Credit Counselling Service of Sault Ste. Marie & District
Topic: Budgeting Back to School Purchases
Back to School Shopping Survival Guide
September brings a fresh start to the school year and this means an increase in costs for new supplies and clothes for students according to a recent poll. Whether your child is kindergarten or high school bound, expenses can easily get out of hand if you don’t have a budget in mind before setting out for back to school shopping. A little planning now can help stretch your spending funds and teach the students in your family good spending habits that will serve them well into adulthood.
Credit Counselling of Sault Ste. Marie & District
recommends the following tips to help you survive back to school shopping:
Set a budget and stick to it. This
is rule number one of wise money management.
Make a list of what each child needs to begin their school year and build
your budget around those items rather than on perceived “wants.”
We are all bombarded at this time of year with advertisements touting the
latest sales and products. Take
advantage of these ads to compare quality and price, but stick to your list.
Involve your children in taking inventory of clothes and supplies, and
help them separate necessities from desires.
Preteens and teens can be tempted by aggressive ad campaigns for the
latest “must have” fashions and school accessories, but if they have worked
through a budget plan with you, they will be aware of spending limits and
recognize that making trade-offs are part of the budgeting process.
Allow your kids to use some of their own money to “trade-up” on
certain items.

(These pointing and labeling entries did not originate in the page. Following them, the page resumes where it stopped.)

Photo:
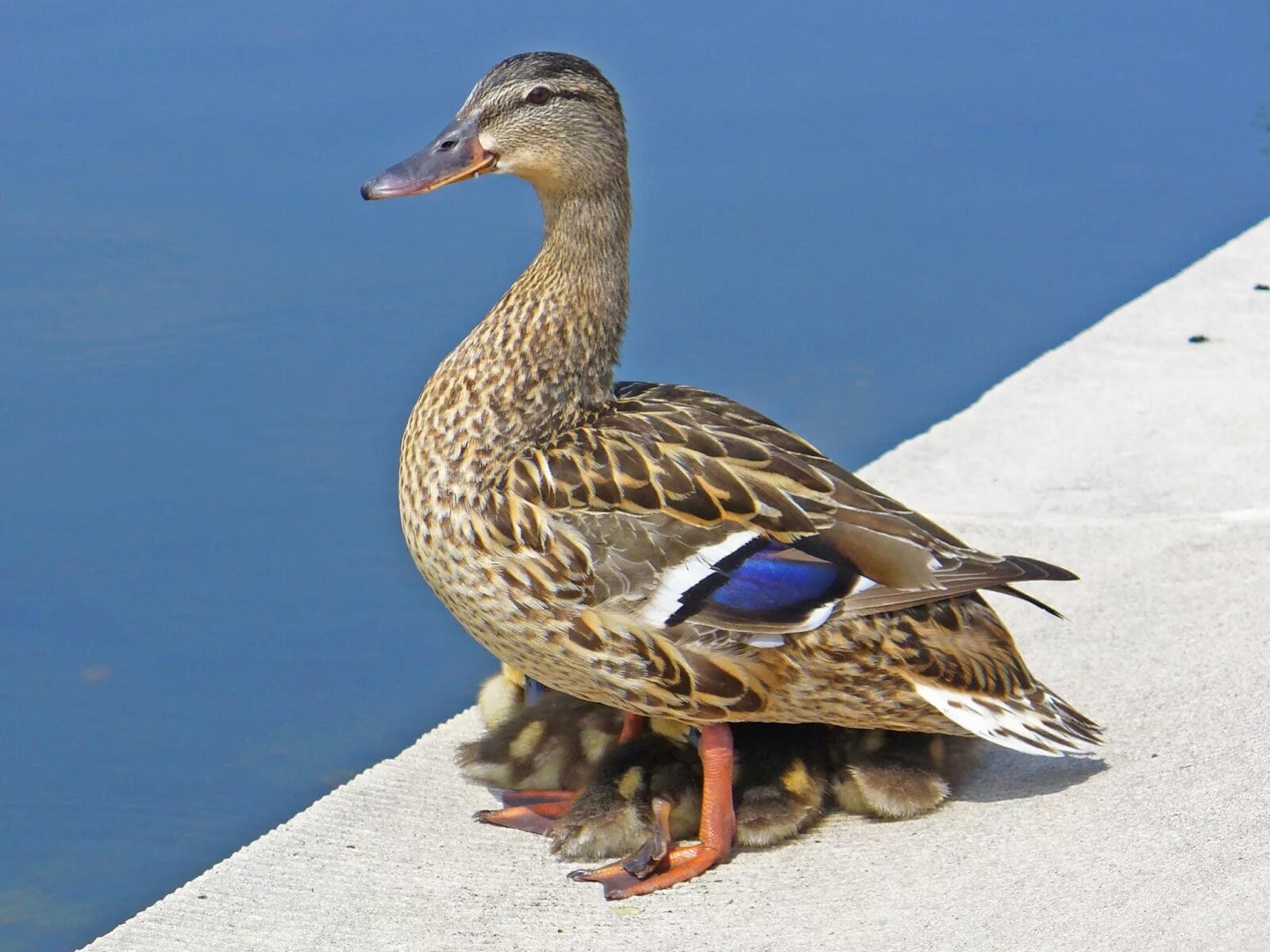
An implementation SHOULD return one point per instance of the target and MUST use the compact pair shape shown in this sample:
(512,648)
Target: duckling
(638,797)
(658,549)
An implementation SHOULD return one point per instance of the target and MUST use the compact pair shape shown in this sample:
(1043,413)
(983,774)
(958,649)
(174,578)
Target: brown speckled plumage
(548,507)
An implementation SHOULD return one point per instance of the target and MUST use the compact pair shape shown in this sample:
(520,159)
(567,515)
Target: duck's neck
(545,355)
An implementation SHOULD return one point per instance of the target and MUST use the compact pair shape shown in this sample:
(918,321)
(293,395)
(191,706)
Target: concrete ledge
(1128,454)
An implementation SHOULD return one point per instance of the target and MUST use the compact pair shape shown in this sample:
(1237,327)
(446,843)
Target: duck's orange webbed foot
(645,871)
(529,810)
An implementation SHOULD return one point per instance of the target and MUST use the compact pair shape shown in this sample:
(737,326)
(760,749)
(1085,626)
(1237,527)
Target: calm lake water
(854,217)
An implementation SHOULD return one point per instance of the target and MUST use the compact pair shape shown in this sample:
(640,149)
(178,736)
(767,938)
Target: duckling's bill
(454,155)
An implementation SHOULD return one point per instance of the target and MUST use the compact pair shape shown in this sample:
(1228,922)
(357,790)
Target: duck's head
(550,118)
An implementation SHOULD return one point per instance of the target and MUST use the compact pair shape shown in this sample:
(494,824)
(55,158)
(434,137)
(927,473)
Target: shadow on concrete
(1005,774)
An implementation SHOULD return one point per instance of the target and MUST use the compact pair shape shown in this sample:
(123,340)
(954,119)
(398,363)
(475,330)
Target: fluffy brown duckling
(637,797)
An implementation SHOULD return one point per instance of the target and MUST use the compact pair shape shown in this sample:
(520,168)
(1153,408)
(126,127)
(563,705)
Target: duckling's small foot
(679,865)
(645,861)
(529,810)
(649,869)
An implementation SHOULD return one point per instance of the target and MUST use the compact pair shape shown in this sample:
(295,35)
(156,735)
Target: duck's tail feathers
(1035,723)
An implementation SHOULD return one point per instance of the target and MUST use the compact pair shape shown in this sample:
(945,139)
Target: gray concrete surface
(1137,459)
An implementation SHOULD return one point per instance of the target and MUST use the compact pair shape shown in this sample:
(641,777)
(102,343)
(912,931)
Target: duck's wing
(706,511)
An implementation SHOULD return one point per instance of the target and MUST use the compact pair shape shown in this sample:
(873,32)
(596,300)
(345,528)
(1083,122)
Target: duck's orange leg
(622,880)
(529,810)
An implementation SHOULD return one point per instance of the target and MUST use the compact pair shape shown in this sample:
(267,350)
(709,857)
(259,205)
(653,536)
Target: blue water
(854,217)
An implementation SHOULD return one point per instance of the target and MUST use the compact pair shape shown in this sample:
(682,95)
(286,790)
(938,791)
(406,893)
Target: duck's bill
(452,156)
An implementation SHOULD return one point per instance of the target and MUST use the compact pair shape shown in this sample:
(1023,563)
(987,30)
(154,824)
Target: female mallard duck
(664,550)
(637,797)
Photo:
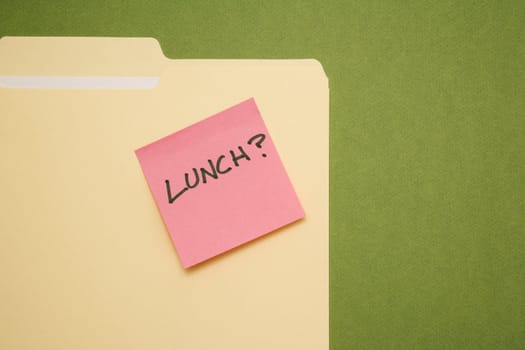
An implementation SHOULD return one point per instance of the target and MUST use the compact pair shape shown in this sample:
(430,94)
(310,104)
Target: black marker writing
(215,168)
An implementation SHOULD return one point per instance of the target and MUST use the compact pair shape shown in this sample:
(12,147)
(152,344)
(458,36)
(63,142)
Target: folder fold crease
(84,255)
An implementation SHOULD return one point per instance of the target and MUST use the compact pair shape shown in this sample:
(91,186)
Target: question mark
(258,144)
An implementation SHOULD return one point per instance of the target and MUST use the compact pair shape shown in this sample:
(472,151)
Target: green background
(427,163)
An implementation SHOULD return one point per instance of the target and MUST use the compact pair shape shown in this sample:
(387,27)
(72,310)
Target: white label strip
(48,82)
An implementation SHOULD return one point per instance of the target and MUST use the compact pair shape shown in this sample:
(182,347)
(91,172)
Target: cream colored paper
(85,260)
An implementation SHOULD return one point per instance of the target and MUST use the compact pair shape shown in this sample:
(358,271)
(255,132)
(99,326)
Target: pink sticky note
(219,183)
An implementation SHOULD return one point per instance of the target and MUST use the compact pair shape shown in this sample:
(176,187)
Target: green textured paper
(427,222)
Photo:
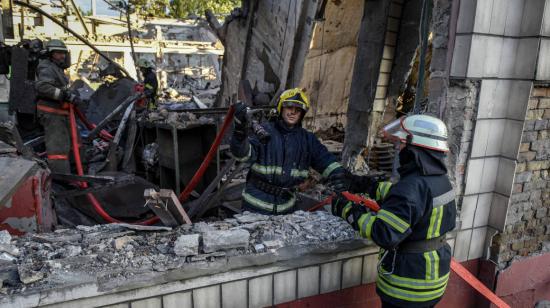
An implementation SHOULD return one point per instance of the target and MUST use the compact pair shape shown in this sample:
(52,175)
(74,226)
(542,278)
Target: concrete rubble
(120,251)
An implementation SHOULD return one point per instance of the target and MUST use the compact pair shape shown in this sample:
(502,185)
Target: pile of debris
(180,120)
(121,251)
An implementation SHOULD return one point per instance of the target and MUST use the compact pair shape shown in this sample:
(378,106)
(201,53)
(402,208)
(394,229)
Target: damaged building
(479,65)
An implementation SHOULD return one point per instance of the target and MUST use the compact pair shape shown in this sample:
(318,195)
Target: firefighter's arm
(401,209)
(45,84)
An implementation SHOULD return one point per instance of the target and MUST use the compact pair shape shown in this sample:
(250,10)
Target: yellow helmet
(293,98)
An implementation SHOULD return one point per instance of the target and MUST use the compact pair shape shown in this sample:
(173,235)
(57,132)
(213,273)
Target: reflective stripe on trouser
(266,206)
(412,290)
(57,138)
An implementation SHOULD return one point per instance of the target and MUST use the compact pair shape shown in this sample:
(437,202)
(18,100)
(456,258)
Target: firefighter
(150,81)
(53,95)
(415,215)
(283,162)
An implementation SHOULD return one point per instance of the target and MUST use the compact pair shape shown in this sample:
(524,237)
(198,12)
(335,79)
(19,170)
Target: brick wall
(527,230)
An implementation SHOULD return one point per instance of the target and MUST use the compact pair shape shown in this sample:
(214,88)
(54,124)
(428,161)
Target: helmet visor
(394,131)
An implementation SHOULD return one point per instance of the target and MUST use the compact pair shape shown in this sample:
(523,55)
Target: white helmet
(420,130)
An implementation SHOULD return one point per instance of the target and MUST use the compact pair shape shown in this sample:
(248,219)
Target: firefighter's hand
(338,181)
(240,115)
(356,211)
(341,206)
(73,99)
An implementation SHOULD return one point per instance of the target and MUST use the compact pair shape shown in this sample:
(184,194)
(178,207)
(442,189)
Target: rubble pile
(120,251)
(180,120)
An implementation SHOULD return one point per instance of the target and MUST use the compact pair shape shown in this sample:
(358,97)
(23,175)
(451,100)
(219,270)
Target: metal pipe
(78,36)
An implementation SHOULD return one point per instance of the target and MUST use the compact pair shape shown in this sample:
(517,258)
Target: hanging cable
(423,40)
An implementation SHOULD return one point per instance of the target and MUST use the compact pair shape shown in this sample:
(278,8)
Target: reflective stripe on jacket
(416,208)
(283,161)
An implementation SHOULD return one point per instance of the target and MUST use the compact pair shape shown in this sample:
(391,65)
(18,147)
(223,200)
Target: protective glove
(347,210)
(338,181)
(73,98)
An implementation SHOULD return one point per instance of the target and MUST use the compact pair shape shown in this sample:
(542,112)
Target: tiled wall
(497,42)
(271,288)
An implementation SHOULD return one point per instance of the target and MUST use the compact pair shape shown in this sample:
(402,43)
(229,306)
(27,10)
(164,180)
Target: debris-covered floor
(119,252)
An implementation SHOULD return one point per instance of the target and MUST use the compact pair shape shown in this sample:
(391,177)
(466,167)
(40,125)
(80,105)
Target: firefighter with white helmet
(416,214)
(150,81)
(283,162)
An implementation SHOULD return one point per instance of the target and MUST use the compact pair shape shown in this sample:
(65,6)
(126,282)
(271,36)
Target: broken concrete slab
(5,237)
(226,239)
(187,245)
(119,242)
(27,274)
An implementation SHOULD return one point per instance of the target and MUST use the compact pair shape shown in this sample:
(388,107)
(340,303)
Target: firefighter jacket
(51,83)
(419,207)
(284,162)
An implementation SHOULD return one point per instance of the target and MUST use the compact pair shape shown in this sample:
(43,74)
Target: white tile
(518,99)
(351,272)
(543,65)
(499,209)
(476,63)
(308,281)
(483,13)
(498,17)
(489,177)
(477,244)
(462,245)
(260,291)
(177,300)
(494,143)
(473,176)
(284,288)
(514,15)
(369,268)
(512,138)
(461,55)
(492,56)
(467,211)
(508,57)
(483,208)
(154,302)
(488,137)
(234,294)
(526,59)
(532,17)
(331,276)
(466,15)
(505,177)
(208,297)
(493,98)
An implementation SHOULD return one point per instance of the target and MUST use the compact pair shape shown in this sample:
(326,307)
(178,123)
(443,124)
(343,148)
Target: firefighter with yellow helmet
(282,163)
(416,213)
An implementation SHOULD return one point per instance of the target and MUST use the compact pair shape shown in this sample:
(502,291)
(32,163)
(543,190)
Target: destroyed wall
(494,54)
(186,53)
(527,230)
(263,42)
(329,64)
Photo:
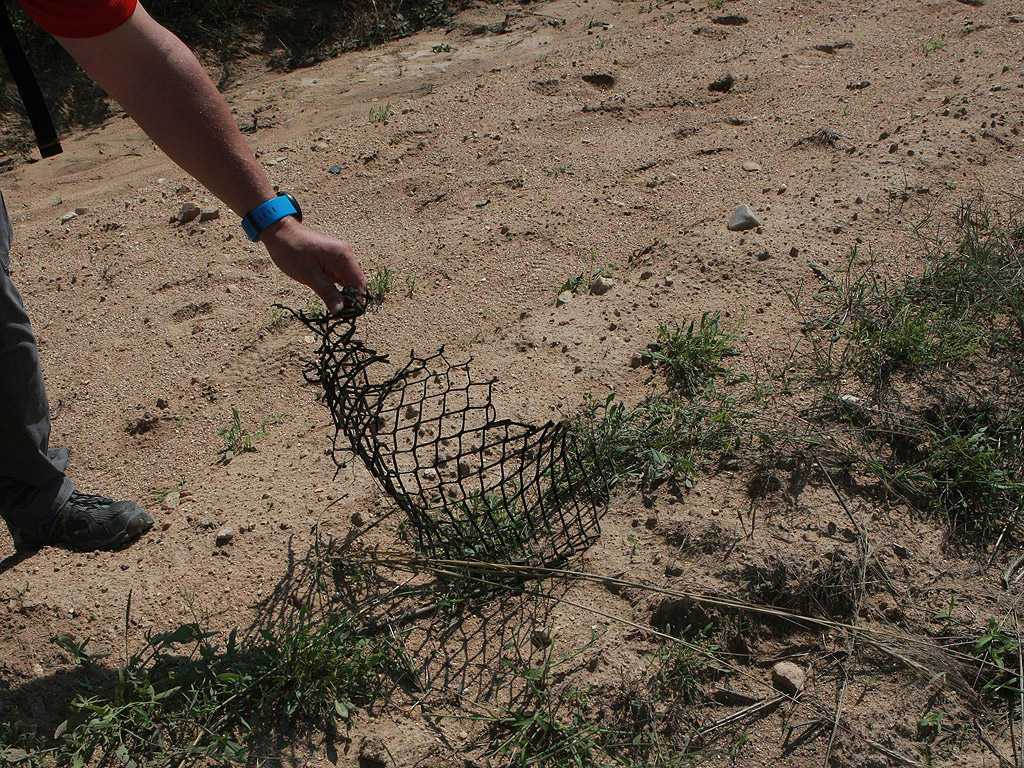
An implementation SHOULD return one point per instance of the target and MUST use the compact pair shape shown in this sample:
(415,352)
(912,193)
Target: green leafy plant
(692,358)
(279,318)
(590,271)
(382,282)
(380,113)
(999,654)
(660,438)
(239,439)
(930,726)
(161,494)
(188,695)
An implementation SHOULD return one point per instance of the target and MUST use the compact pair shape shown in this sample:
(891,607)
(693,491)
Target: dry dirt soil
(521,144)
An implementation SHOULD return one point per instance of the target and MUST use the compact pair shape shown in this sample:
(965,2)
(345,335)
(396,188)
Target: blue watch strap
(266,213)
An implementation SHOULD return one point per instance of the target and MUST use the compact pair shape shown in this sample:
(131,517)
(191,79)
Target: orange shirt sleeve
(79,17)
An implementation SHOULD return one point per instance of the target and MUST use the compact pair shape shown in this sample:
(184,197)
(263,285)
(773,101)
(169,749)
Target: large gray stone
(743,218)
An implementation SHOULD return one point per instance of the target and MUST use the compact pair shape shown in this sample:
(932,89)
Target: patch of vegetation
(692,358)
(160,494)
(382,282)
(380,113)
(659,439)
(940,353)
(190,694)
(239,439)
(591,270)
(279,318)
(292,35)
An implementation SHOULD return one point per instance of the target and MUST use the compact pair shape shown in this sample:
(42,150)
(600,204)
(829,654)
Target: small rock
(142,424)
(188,212)
(224,536)
(787,678)
(723,85)
(374,752)
(742,218)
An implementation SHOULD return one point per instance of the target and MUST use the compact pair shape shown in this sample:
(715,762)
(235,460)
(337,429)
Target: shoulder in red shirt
(79,17)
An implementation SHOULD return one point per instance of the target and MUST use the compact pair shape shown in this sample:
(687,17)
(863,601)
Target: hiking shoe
(87,522)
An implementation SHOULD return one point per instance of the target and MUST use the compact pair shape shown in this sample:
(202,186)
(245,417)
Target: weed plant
(382,282)
(692,358)
(662,438)
(937,351)
(185,695)
(239,439)
(591,270)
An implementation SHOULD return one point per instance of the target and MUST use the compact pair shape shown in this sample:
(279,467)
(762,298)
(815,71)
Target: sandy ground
(523,143)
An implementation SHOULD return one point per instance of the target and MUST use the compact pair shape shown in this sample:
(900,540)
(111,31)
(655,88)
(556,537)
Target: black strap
(32,97)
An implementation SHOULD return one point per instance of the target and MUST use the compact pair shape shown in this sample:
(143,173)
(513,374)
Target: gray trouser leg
(33,485)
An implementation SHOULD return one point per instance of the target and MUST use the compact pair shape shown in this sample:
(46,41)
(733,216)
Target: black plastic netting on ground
(473,486)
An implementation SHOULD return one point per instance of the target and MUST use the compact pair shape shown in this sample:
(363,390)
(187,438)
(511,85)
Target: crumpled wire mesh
(473,486)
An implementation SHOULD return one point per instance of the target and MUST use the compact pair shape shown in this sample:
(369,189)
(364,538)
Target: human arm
(158,80)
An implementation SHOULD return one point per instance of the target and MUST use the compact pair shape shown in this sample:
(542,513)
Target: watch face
(294,202)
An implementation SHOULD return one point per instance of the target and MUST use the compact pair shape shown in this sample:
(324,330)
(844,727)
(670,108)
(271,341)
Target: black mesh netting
(473,486)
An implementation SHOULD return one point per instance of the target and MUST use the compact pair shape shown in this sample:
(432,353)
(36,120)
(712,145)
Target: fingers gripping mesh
(473,486)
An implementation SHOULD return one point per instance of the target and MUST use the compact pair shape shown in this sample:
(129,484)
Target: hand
(315,260)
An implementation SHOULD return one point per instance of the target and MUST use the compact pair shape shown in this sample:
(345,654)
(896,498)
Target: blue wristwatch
(260,217)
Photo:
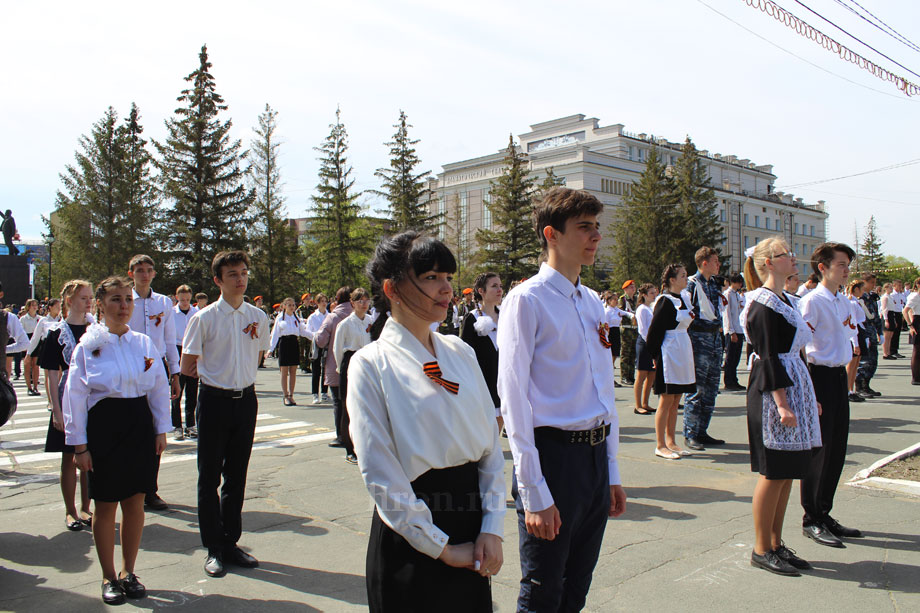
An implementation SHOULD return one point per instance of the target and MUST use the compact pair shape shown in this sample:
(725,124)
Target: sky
(469,73)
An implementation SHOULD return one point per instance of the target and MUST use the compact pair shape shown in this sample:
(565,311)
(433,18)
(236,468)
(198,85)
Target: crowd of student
(424,383)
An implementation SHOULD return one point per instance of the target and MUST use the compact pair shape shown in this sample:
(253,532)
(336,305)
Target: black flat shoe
(771,562)
(112,593)
(238,557)
(214,566)
(132,587)
(841,531)
(821,535)
(788,556)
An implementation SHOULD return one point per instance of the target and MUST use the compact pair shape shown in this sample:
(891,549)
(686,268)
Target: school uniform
(669,343)
(555,379)
(116,401)
(285,334)
(643,322)
(429,453)
(350,335)
(778,332)
(57,350)
(480,332)
(187,385)
(227,342)
(828,351)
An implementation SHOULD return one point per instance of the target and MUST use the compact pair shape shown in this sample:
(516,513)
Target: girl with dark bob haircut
(424,430)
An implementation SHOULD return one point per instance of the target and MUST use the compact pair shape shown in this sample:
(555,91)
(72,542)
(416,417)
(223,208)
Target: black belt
(219,391)
(594,436)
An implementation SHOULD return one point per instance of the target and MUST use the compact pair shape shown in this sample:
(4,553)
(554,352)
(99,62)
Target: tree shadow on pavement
(66,551)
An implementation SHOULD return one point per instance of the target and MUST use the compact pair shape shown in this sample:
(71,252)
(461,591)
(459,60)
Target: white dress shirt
(153,316)
(404,424)
(18,339)
(350,335)
(644,316)
(827,315)
(181,320)
(128,366)
(227,342)
(553,371)
(286,325)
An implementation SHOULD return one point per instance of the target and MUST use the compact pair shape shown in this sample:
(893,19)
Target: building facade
(607,160)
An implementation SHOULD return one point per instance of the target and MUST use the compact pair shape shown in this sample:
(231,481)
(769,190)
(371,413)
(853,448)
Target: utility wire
(799,57)
(861,42)
(804,29)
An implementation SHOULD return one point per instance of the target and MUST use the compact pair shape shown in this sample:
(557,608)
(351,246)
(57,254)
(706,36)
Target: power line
(865,44)
(884,27)
(858,174)
(799,57)
(804,29)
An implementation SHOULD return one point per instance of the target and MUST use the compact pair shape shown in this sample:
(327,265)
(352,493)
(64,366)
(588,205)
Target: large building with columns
(607,160)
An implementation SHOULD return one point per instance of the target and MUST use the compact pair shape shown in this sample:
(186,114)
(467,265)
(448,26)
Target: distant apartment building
(607,160)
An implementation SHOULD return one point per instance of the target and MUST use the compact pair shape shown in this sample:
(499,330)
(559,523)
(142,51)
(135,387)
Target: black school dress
(52,358)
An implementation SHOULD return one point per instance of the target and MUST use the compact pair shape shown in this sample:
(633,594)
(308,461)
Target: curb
(864,479)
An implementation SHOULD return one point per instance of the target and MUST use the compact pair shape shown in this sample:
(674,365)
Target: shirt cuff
(536,497)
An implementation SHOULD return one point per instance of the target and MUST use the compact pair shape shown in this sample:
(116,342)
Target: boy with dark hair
(556,384)
(827,311)
(222,347)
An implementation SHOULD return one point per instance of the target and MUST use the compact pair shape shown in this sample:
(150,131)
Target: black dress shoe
(235,555)
(772,562)
(152,501)
(132,587)
(788,555)
(214,566)
(821,535)
(708,440)
(841,531)
(112,593)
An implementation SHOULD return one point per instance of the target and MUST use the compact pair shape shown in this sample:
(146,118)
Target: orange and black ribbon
(603,331)
(434,373)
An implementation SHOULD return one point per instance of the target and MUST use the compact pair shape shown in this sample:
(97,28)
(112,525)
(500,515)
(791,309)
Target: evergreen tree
(871,257)
(697,206)
(273,242)
(512,248)
(647,227)
(202,175)
(404,188)
(342,237)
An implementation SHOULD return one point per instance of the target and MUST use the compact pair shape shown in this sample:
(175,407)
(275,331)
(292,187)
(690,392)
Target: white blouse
(287,325)
(127,366)
(350,335)
(404,424)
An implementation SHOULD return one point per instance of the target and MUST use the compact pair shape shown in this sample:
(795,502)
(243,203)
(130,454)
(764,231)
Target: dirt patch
(905,468)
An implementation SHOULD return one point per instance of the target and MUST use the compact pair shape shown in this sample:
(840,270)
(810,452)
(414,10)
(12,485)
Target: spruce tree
(405,189)
(342,238)
(512,249)
(273,243)
(871,257)
(647,226)
(202,173)
(697,206)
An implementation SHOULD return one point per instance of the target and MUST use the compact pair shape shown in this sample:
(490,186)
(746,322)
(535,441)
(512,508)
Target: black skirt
(288,351)
(643,356)
(122,442)
(401,578)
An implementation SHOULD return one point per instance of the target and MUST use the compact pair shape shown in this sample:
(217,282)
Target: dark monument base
(14,274)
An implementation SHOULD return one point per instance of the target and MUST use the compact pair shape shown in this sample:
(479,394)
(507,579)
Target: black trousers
(732,358)
(226,427)
(820,482)
(556,575)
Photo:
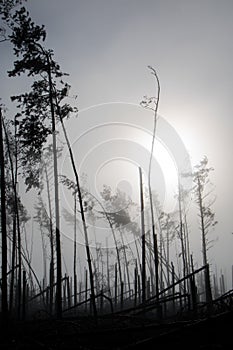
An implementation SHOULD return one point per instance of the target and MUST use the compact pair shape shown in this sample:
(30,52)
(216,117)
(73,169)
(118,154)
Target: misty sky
(106,46)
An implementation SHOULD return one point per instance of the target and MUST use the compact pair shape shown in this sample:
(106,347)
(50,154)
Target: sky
(106,46)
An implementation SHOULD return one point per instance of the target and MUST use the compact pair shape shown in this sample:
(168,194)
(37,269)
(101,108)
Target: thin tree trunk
(88,253)
(75,249)
(3,227)
(143,240)
(51,239)
(56,190)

You can set a limit
on what you will pay for new running shoes or jeans, and your children
can top that up with their own money if they want a pricier brand name.
This process will help them think more carefully about their spending
habits and give them ownership over their decisions.
For older teens with their own part-time income, work out an arrangement
that makes them more responsible for their expenses.
For example, you can agree to pay for needed items such as school clothes
and initial supplies, leaving them in charge of replacements and creating and
paying for their own “wants” list during the rest of the school year.
That expensive binder, computerized agenda organizer, or latest cell
phone may suddenly lose its lustre when your teen realizes he has to pay for it
out of his own pocket. On the other hand, younger kids may be more than happy to
clean out their savings accounts to get what they want, so you may have to step
in to restrict their “top up” spending.
Postpone your back to school shopping until your children are actually
back in school. Not only are you
more likely to get the same, if not better sale prices, you’ll avoid the
crowds and the mad rush. Waiting
for teachers’ lists can also help you determine exactly what supplies are
required and save you unnecessary expense.
Keep in mind that the ongoing costs of clothing, supplies and school
trips should be a part of your annual budgeting.
You don’t have to buy everything for the entire year now.
• Don’t forget to factor in extra curricular activities into your budget plan. Music lessons, sports and organized clubs usually resume when the school year starts in September and these carry added costs, such as registration fees, equipment and uniforms, etc. Remember to include these expenses in your budget.
a back to school shopping survivor. Take a little time to plan your budget and treat your
children as active partners in the process.
In addition to saving your family money, the experience can be a
positive, valuable learning experience for your children.